We failed again after 9/11, and again after the crash of 2008-09. The only respect in which the powerful and wealthy nations of the world can be said to think and act on a planetary basis is economically. Globalisation has not been matched in geopolitics, international law, the management of population mobility, the nurturing of democracy or the regulation of the digital revolution.

Precisely when we should have been thinking most deeply about our interdependence as a species, walls have gone up (literally and figuratively); backs have been turned; and even (as with Brexit) supposedly great nations have seceded from alliances in the name of thin doctrines of self-sufficiency and national greatness.

As we have been arguing at Tortoise in #TheArmsRace campaign for global vaccination, it is extraordinary that – in a world where a book can be ordered overnight from Australia and an Uber despatched by algorithm to your doorstep in minutes – the huge surplus of doses in the richer nations cannot be sent more or less instantly to the poorer parts of the world where they are needed (to prevent the 10,000 entirely avoidable Covid deaths that still occur every day).

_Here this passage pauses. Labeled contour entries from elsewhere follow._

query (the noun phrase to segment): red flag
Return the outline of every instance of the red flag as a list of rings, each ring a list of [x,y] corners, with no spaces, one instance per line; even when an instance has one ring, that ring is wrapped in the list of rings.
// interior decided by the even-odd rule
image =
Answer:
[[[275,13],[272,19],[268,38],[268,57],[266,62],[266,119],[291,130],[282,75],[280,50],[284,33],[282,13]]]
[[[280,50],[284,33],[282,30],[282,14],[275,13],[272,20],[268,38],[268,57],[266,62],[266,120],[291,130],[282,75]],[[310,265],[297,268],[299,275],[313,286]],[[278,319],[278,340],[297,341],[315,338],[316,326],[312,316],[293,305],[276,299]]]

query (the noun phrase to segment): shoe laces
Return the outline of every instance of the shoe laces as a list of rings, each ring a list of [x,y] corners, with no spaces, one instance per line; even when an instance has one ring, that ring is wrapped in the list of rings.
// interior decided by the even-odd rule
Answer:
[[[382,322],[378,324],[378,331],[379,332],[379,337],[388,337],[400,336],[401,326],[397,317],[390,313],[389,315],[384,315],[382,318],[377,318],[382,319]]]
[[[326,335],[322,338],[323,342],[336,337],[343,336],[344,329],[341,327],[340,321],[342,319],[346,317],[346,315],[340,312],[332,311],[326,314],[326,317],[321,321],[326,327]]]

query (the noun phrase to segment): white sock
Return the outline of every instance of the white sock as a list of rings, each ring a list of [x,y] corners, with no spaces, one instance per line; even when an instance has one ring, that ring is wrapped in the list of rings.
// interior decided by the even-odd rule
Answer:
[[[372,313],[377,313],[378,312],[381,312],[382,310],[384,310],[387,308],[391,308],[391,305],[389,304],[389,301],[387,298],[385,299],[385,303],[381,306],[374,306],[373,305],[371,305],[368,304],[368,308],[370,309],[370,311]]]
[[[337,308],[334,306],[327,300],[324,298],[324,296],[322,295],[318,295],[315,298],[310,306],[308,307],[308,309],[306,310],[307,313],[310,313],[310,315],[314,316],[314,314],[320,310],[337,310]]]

And – as you watch America’s flight from Kabul – how confident are you of its leadership, and the leadership of its allies, at the COP-26 summit that opens in Glasgow in two and a half months? If the West cannot collaborate with rigour and purpose to see off a bunch of Islamist gangsters like the Taliban, what chance does it have of tackling the climate emergency? How reassured do you feel this morning that the international community is up to the task of “building back better” after the pandemic?

Very few moments are genuinely historic, but this is one of them. The whole notion of “the West” is at its lowest ebb, with no immediate reason to think that it will recover its vigour and moral sinew.

Only 26 days before the twentieth anniversary of 9/11, it feels as if we are back to square one. Nothing is predetermined. No collapse is total. But, for now, we must fully confront the bleak reality that the most powerful nation in the history of the world has been defeated by a mob of fundamentalists. 

And then, no doubt, we will grow weary and distracted, look inward again, and resume our contentious bickering about statues, pronouns and masks. And then the theocratic fascists will have won. They’ve already won.